Waldrip v. CONNECTICUT NAT. LIFE INS. CO.

573 So. 2d 1172, 1991 WL 6521
CourtLouisiana Court of Appeal
DecidedJanuary 16, 1991
Docket90-CA-491
StatusPublished
Cited by1 cases

This text of 573 So. 2d 1172 (Waldrip v. CONNECTICUT NAT. LIFE INS. CO.) is published on Counsel Stack Legal Research, covering Louisiana Court of Appeal primary law. Counsel Stack provides free access to over 12 million legal documents including statutes, case law, regulations, and constitutions.

Bluebook
Waldrip v. CONNECTICUT NAT. LIFE INS. CO., 573 So. 2d 1172, 1991 WL 6521 (La. Ct. App. 1991).

Opinion

573 So.2d 1172 (1991)

John B. WALDRIP
v.
CONNECTICUT NATIONAL LIFE INSURANCE COMPANY, Delta Health Network, Inc., Delta Care Group Trust, Trustees of Delta Care Group Trust.

No. 90-CA-491.

Court of Appeal of Louisiana, Fifth Circuit.

January 16, 1991.
Rehearing Denied February 19, 1991.

*1173 Charles K. Reasonover, Duris L. Holmes, Deutsch, Kerrigan & Stiles, New Orleans, for defendants/appellants.

Clement P. Donelon, Metairie, for plaintiff/appellee.

Before GAUDIN, GRISBAUM and WICKER, JJ.

WICKER, Judge.

Connecticut National Life Insurance Company; Delta Health Network, Inc.; and Delta Care Group Trust, the defendants in this suit to enforce payment of benefits under a medical insurance policy, appeal a judgment in favor of the plaintiff insured, John B. Waldrip. The judgment in question, one of several rendered in this proceeding, required these insurers to provide continuing coverage to Waldrip under a terminated policy for his liver ailment. It also awarded penalties and attorney's fees, awarded benefits for medical care unconnected with his liver disease which were incurred prior to the termination of his policy as well as penalties on these unpaid benefits, and awarded interest and costs. The judgment denied Waldrip's claim for a lump sum award representing future medical expenses. The judge deferred a determination of the amount of attorney's fees until a hearing could be held on this issue, and the judgment as a result of that hearing is pending on a separate appeal. We amend and, as amended, affirm.

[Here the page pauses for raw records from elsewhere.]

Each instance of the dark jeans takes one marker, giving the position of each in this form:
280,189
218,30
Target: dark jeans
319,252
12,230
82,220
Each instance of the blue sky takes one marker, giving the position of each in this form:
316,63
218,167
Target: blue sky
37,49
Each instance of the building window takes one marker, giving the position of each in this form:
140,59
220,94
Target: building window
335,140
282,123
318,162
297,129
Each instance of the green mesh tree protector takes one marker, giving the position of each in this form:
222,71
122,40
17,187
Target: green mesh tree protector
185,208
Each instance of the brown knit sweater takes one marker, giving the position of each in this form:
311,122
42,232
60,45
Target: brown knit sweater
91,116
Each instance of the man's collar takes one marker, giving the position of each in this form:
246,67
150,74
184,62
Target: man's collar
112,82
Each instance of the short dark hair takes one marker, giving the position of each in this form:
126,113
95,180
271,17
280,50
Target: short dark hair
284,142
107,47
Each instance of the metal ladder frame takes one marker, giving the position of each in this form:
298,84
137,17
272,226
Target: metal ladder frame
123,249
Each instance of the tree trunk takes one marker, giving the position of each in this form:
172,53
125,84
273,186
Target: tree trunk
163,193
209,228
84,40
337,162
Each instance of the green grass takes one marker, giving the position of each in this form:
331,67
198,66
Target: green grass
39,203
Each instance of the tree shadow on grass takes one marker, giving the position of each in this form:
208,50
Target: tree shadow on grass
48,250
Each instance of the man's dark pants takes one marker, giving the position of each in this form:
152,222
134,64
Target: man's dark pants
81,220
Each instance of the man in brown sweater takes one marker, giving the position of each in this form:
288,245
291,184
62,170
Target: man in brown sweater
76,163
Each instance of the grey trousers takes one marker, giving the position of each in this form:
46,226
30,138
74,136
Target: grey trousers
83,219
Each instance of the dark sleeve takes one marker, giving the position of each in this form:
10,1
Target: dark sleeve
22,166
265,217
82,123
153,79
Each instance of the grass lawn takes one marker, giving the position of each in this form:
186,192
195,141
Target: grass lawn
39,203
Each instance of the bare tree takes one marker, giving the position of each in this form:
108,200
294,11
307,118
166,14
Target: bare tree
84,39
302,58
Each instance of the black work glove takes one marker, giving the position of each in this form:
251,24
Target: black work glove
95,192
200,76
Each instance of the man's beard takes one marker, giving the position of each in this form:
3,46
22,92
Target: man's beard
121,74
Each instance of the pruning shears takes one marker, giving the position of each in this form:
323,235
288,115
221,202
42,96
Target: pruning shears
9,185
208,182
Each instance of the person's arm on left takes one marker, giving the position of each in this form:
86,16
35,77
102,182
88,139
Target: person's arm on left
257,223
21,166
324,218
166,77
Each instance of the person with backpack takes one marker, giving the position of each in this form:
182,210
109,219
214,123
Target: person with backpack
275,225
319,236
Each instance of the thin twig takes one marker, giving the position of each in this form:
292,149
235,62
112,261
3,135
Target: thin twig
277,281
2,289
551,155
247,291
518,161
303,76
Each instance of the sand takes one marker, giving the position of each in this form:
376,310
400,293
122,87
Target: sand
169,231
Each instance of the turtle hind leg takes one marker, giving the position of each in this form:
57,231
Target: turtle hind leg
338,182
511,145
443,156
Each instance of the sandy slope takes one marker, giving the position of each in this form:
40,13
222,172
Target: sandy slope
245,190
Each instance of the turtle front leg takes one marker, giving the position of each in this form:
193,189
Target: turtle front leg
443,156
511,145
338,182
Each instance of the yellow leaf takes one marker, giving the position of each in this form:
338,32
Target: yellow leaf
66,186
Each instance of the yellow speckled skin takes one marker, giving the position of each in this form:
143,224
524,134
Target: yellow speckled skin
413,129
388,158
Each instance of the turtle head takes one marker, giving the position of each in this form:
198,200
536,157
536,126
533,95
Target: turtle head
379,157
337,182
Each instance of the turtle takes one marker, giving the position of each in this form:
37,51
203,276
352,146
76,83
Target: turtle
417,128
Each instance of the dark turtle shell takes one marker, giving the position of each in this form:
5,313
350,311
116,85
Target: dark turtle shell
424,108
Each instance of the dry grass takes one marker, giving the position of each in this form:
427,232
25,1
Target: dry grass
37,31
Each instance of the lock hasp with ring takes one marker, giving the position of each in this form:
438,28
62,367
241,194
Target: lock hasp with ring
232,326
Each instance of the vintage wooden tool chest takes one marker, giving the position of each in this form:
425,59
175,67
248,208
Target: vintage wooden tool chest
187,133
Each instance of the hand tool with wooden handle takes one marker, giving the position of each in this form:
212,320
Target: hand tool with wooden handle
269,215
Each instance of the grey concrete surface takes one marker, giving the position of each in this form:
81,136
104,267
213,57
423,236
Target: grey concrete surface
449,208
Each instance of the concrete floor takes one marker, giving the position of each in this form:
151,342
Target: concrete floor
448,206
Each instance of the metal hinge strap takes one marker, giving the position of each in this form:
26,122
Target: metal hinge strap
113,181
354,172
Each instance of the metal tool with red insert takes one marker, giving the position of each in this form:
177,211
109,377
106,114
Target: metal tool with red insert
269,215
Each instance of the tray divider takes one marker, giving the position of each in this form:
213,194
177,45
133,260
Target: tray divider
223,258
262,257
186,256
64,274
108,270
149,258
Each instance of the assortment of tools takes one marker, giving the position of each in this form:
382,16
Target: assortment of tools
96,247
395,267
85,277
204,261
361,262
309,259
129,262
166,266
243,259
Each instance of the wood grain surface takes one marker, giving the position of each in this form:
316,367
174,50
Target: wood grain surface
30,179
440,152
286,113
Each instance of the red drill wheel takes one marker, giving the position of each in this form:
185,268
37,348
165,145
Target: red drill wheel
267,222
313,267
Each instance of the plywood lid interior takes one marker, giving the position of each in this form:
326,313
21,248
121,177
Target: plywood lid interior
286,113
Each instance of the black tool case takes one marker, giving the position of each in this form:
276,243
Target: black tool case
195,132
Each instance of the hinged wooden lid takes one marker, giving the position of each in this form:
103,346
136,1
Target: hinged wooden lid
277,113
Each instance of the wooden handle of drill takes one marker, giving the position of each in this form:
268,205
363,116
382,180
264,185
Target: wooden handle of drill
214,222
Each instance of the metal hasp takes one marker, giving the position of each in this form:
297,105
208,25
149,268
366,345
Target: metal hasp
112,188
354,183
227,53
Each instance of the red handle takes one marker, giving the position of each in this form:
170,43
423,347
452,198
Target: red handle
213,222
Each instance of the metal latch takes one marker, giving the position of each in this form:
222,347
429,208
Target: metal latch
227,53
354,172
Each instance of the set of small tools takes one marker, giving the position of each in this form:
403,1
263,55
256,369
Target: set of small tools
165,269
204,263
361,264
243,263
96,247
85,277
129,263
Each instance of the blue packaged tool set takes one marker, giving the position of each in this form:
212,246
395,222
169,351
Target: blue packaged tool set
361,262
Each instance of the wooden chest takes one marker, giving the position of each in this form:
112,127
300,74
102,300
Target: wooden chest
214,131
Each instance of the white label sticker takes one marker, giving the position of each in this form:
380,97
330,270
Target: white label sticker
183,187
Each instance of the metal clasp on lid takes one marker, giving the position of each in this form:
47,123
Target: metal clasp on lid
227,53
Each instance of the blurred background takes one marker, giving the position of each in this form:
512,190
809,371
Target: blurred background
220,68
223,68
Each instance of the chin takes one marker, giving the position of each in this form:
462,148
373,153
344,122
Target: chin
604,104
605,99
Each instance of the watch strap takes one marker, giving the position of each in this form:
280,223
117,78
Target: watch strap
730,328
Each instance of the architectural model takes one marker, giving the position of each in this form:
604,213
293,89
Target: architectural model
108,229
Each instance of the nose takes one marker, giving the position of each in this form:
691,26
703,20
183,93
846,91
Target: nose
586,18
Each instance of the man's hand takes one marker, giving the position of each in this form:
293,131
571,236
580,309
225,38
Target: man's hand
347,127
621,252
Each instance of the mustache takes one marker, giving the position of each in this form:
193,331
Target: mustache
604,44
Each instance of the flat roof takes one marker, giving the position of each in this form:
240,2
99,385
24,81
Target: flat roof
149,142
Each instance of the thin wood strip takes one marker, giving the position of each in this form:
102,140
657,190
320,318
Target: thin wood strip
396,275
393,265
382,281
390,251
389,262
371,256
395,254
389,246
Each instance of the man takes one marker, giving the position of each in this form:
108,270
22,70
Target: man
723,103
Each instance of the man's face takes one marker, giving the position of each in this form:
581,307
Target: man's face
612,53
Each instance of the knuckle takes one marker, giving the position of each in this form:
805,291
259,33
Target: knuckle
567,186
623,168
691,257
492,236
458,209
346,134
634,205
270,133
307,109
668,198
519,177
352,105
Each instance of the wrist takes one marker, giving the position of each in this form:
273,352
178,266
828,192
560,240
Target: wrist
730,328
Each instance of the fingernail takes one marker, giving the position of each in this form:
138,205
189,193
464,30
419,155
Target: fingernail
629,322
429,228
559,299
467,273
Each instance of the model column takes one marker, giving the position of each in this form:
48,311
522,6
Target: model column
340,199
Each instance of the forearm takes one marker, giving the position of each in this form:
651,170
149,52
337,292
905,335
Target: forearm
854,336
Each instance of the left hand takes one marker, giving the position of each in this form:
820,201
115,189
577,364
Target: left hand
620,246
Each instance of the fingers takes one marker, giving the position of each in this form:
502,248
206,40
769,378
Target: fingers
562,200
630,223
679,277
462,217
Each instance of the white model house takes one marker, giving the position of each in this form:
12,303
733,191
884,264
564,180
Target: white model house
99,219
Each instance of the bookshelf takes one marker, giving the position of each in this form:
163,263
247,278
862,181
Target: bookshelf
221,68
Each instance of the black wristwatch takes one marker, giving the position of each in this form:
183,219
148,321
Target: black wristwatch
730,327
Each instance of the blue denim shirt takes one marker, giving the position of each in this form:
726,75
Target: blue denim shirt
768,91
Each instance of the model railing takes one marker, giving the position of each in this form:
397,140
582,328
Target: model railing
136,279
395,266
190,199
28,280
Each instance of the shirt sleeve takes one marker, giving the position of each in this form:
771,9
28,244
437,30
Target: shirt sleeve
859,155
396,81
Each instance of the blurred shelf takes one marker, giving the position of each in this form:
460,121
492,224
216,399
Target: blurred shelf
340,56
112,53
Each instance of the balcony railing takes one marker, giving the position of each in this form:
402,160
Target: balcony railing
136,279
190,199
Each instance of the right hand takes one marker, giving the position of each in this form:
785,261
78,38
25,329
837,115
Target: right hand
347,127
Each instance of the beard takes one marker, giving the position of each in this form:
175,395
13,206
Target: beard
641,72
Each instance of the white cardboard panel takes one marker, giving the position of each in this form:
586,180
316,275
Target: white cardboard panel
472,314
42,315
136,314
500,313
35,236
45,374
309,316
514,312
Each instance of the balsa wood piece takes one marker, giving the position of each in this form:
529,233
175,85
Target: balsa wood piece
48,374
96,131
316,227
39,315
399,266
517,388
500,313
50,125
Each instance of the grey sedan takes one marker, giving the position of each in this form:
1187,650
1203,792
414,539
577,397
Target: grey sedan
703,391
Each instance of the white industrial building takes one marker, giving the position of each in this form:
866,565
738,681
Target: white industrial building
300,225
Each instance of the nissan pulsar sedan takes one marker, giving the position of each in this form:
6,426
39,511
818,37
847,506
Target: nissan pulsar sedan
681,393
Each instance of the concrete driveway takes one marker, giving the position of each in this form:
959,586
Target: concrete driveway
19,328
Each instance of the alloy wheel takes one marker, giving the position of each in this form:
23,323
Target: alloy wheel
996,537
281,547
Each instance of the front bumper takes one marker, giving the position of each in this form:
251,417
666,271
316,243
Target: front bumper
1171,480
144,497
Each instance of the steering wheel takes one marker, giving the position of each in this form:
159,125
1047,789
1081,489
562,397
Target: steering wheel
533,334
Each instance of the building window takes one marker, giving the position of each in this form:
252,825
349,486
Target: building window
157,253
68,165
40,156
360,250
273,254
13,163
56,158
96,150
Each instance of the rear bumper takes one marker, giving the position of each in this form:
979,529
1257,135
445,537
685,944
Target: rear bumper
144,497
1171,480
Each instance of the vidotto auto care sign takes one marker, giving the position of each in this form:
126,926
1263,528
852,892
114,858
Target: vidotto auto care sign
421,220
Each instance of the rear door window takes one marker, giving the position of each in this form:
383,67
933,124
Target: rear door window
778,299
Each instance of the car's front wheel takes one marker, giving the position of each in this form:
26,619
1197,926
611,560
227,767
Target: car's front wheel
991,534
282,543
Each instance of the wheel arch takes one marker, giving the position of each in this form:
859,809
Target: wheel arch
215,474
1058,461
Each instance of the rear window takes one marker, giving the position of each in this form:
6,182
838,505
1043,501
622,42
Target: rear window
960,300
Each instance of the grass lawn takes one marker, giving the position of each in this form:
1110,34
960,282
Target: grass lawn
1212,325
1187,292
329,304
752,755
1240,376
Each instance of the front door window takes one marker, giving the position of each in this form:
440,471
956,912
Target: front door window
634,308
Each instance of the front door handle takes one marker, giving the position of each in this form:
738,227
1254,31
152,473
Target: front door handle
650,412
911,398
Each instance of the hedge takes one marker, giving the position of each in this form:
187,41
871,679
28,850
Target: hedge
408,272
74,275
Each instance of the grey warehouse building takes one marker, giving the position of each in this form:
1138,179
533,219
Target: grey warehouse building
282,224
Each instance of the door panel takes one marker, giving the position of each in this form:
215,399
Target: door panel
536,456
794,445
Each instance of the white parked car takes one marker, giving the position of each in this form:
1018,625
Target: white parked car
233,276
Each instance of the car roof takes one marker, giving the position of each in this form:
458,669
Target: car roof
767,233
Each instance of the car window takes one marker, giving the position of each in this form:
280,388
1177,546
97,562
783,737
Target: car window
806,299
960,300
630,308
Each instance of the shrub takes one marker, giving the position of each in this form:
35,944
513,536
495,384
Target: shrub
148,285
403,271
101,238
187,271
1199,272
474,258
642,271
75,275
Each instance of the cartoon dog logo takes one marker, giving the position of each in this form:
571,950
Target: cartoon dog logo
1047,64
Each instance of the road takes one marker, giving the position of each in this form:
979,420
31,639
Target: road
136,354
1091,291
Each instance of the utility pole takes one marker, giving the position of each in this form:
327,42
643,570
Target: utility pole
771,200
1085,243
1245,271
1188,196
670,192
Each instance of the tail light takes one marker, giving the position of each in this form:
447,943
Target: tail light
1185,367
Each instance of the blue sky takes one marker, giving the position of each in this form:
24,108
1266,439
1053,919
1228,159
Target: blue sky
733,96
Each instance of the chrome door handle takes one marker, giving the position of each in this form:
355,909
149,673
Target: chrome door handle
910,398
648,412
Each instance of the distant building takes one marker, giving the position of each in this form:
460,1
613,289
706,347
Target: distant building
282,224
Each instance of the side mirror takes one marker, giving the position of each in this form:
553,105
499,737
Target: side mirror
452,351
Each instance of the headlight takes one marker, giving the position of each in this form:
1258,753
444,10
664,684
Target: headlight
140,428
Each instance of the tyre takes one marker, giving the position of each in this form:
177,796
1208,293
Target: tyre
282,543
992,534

This is the second appeal in this case. The previous judgment in Waldrip's favor awarded him the medical expenses incurred in connection with his liver transplant, approximately $160,000.00. We affirmed the judgment against CNL, but we remanded for a determination of whether or not Delta Care and Delta Health were "insurers." The facts of the case are outlined in that opinion, 566 So.2d 434 (La.App.1990). The judge has not yet made a ruling on the liability of Delta Care and Delta Health, so they remain parties to this instant appeal.

The issues are whether CNL, Delta Health, and Delta Care were unjust and unreasonable in denying coverage under their "experimental" care exclusion either before or after the policy was cancelled and whether they are liable for expenses incurred after cancellation of the policy for a disease which manifested itself prior to the cancellation.

*1174 CONTINUING COVERAGE

Waldrip had group health coverage through his law firm beginning January of 1987. That coverage was in effect when he developed terminal liver dysfunction which resulted in a successful liver transplant on March 3, 1988. On June 29, 1988, Delta Health cancelled the law firm's policy effective September 1, 1988, because the coverage was no longer profitable. It agreed to "pay all valid claims incurred" prior to the cancellation date. We have already held that all claims submitted prior to termination were covered so those amounts are no longer at issue.

The judge ruled that CNL, Delta Care, and Delta Health were liable to Waldrip for claims related to his liver ailment although they were incurred after cancellation of the policy.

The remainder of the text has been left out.